Astronomers to scan entire sky for alien life

The project was first announced last Friday in Seattle during the American Association for the Advancement of Science (AAAS) conference.

Bright nebula gas cloud in deep outer space (photo credit: INGIMAGE)
Bright nebula gas cloud in deep outer space
(photo credit: INGIMAGE)
The truth of life in outer space may indeed be out there, but the hunt for extraterrestrials has just been taken to an unprecedented scale.
As part of a collaboration between the privately funded Seti Institute and the New Mexico observatory the Very Large Array (VLA), a group of astronomers will use 28 giant radio telescopes to scan every inch of the sky for signs of alien life, The Guardian reported.

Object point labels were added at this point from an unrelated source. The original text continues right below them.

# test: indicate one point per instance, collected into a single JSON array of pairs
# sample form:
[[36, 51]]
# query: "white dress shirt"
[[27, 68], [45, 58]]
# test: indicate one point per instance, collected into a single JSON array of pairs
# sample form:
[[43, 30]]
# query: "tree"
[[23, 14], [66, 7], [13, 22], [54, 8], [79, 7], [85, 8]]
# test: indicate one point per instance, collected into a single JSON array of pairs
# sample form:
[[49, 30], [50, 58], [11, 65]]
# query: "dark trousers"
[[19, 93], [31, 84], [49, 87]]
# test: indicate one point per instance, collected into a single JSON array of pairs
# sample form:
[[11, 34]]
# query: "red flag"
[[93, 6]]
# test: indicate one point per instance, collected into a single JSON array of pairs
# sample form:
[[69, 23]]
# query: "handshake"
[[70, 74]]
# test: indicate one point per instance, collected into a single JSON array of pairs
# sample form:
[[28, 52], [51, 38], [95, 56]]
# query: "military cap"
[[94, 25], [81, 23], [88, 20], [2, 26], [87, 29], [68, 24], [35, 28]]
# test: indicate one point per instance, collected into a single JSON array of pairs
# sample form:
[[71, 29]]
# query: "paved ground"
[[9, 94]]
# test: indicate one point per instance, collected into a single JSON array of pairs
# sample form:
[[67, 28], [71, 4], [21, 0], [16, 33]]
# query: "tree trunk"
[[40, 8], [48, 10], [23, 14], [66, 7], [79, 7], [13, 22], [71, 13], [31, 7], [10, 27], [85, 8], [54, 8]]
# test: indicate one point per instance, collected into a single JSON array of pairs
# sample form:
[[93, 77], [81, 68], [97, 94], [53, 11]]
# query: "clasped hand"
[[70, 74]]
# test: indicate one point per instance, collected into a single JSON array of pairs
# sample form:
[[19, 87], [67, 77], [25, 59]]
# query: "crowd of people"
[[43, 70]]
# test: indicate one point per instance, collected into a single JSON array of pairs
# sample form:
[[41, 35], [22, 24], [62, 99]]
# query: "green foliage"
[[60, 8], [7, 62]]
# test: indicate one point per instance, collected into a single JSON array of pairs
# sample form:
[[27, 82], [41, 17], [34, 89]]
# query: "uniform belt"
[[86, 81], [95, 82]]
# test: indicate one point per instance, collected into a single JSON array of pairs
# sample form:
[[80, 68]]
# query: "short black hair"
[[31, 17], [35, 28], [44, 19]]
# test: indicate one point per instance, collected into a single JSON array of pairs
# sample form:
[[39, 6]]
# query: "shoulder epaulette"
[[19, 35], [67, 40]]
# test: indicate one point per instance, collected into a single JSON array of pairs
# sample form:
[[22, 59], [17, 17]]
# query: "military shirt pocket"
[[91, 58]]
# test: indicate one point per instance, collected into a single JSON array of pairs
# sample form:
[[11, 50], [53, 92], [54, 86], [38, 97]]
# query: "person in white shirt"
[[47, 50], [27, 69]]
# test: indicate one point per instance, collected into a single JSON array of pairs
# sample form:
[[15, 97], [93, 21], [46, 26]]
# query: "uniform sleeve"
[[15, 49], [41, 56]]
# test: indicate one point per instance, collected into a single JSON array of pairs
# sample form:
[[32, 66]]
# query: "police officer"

The project was first announced last Friday in Seattle during the American Association for the Advancement of Science (AAAS) conference.
“The VLA is being used for an all-sky survey, and we kind of go along for the ride,” explained Andrew Siemion, director of the Berkeley Seti center. “It allows us to in parallel conduct a Seti survey.
While the VLA, which is one of the most powerful radio observatories on Earth, will continue normal operations, all data recorded will be duplicated and fed through a supercomputer, dedicated to sift through it and uncover any traces of distant life or technology.
Senior Apple executive John Giannandrea has co-funded the first phase of the project, installing new cables.
“Determining whether we are alone in the universe as technologically capable life is among the most compelling questions in science, and [our] telescopes can play a major role in answering it,” said Tony Beasley, director of the VLA's owners, The National Radio Astronomy Observatory.
Technology has steadily been reaching more and more to the stars in recent years, including the imminent advent of commercial space travel, as well as numerous government space agency efforts to explore space. As such, while mankind might seem to truly be alone in the universe, humanity is getting closer than ever to have any chance of finding out anything to the contrary.
However, some, like the late scientist Stephen Hawking, have questioned or outright discouraged making contact with extraterrestrial life.
Siemion, however, disagrees.
“Personally I think we absolutely should and I think without a doubt, we would,” he explained.
“Part of being human is wanting to reach out into the unknown and wanting to reach out and make connections.”
But what would the first words be when making contact? Would it be, as some have suggested, "we come in peace?"
This is something Siemion has spent little time thinking about, saying: “I guess I would just say, ‘Hello.’”
Another plan brought up at the AAAS conference was an observation effort with the James Webb Space Telescope.
The plan, brought up by Victoria Meadows, head of NASA's Virtual Planetary laboratory at the University of Washington, is set to launch in 2021, and will observe three Earth-sized planets orbiting the star Trappist-1, which is considered by some scientists as being one of the most promising possibilities for an atmosphere capable of having liquid water exist on the planet's surface
“The James Webb Telescope will be able to tell us whether they have atmospheres like the Earth or Venus,” Meadows said. “It gives us our first real chance to search for gases given off by life on another planet.
“We’re basically going to get to study Earth’s cousins.”